Namun sayangnya, protes yang dilakukan oleh Maqdir ini tidak didukung oleh hukum yang berlaku. Pasalnya, dalam keputusan Presiden (Kepres) Republik Indinesia nomor 112/P tahun 2019 tetang Pemberhentian Dengan Hormat dan Pengangkatan Pimpinan Komisi Pemberantasan Korupsi menyebut surat memang ditandatangani oleh Presiden Jokowi pada 20 Oktober 2019. Namun ada klausul lain yang menjelaskan keputusan presiden ini berlaku sejak pengucapan janji pejabat KPK yang baru.

“Keputusan Presiden ini mulai berlaku sejak pengucapan sumpah/janji pejabat sebagai mana dimaksud dalam diktum kedua Keputusan Presiden ini”.

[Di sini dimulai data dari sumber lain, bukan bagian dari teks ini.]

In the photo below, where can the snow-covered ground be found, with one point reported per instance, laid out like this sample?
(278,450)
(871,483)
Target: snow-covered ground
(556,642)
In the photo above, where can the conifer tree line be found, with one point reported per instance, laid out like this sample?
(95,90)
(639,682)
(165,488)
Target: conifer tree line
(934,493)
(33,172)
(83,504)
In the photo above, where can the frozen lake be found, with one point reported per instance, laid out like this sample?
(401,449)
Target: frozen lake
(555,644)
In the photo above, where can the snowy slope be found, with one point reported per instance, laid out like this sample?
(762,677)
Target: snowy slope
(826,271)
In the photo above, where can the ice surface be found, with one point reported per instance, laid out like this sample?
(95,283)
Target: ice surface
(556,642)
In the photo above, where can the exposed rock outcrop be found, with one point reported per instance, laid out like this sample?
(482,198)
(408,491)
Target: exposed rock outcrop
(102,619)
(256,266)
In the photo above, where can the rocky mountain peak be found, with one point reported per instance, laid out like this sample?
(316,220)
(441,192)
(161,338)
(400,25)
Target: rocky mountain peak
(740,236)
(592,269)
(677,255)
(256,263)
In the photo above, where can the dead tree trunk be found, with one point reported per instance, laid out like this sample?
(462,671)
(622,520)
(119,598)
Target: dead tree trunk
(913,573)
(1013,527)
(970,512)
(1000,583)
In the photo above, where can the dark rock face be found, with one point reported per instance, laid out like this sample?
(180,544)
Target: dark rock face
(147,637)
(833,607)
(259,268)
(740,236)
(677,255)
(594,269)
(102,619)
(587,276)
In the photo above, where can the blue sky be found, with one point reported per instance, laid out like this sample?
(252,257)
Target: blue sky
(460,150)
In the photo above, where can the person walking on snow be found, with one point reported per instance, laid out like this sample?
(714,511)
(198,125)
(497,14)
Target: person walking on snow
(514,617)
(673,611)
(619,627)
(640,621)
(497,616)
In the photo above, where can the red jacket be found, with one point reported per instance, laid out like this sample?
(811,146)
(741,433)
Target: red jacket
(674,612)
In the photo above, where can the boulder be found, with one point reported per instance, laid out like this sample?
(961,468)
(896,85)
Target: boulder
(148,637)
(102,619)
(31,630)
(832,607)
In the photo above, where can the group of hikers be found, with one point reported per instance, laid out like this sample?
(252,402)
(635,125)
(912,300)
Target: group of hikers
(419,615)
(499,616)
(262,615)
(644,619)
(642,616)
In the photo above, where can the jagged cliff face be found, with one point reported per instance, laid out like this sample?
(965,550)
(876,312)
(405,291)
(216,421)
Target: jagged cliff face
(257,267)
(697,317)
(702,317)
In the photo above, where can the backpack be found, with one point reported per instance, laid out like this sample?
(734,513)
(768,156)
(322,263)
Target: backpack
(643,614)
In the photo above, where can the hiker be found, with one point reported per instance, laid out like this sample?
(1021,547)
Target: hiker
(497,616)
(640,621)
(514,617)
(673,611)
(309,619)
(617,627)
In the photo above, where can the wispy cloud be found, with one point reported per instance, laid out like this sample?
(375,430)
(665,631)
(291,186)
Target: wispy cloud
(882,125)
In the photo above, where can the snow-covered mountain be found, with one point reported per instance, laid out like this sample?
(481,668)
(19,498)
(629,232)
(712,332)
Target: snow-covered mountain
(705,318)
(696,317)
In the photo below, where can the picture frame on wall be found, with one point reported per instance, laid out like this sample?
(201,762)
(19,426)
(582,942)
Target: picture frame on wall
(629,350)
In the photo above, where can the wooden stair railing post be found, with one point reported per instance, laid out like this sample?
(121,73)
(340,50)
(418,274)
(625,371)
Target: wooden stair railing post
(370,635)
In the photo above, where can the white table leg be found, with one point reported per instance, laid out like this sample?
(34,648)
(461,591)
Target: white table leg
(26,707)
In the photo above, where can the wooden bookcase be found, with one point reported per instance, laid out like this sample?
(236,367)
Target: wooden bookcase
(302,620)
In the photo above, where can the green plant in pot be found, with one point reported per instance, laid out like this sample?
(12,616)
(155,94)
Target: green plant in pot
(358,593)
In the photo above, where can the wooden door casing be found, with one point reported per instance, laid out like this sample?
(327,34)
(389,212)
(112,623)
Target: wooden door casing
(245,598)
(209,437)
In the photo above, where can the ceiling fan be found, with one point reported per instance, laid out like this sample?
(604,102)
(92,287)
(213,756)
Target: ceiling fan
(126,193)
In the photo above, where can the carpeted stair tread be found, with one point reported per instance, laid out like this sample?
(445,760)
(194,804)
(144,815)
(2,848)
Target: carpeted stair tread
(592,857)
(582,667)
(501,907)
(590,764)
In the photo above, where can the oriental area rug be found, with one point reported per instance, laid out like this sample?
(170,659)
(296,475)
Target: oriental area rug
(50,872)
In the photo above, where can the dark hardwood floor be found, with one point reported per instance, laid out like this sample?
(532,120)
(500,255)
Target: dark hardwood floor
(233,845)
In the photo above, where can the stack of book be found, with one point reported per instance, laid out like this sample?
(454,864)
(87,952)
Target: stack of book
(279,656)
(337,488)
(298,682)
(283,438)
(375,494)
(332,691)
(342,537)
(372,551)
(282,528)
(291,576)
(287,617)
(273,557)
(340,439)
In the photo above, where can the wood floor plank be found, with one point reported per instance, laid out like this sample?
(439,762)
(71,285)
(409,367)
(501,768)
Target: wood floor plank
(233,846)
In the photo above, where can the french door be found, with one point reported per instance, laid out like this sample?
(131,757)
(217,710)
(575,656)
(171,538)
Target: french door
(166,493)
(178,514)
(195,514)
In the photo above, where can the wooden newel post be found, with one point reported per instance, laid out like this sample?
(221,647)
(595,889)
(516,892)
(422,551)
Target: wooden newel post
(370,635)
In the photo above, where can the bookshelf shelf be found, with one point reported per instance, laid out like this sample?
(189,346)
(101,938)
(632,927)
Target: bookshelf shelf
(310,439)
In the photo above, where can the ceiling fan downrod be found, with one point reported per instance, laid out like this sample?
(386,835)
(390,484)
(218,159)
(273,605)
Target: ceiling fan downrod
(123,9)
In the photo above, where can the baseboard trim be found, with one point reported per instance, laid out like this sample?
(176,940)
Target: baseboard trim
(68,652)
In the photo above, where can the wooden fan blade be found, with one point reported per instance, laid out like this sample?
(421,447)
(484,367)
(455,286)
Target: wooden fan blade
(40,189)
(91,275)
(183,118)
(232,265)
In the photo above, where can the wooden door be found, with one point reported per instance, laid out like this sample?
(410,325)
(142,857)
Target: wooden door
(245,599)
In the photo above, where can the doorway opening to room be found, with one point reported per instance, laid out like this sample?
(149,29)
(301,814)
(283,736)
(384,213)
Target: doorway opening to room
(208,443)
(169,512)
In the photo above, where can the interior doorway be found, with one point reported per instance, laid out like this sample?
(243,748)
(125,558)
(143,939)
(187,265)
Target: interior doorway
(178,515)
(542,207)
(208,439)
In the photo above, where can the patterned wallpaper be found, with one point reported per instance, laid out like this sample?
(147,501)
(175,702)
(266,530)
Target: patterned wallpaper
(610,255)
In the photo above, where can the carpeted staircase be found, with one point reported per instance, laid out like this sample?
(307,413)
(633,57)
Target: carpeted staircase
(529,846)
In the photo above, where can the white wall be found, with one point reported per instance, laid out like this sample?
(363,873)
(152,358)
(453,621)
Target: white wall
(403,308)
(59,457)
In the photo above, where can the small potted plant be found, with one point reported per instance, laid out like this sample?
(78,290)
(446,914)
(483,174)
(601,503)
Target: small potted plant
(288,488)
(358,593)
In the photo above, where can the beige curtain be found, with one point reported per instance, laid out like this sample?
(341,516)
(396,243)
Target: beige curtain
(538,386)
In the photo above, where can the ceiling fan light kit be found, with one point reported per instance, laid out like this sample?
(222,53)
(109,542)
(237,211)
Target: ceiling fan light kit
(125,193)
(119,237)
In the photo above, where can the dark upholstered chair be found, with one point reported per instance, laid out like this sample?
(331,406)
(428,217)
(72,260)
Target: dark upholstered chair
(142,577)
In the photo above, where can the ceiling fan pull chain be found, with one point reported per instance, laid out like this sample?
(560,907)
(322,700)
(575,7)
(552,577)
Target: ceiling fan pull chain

Pejabat KPK yang baru, yakni Firli Bahuri dan lainnya dilantik oleh presiden dan diambil sumpahnya itu pada Jumat siang, 20 Desember 2020. Di hari yang sama ini pula, Agus Rahardjo pemimpin KPK lama mengeluarkan Sprin-Lidik dihari terakhir masa jabatannya, yakni 20 Desember.[pit]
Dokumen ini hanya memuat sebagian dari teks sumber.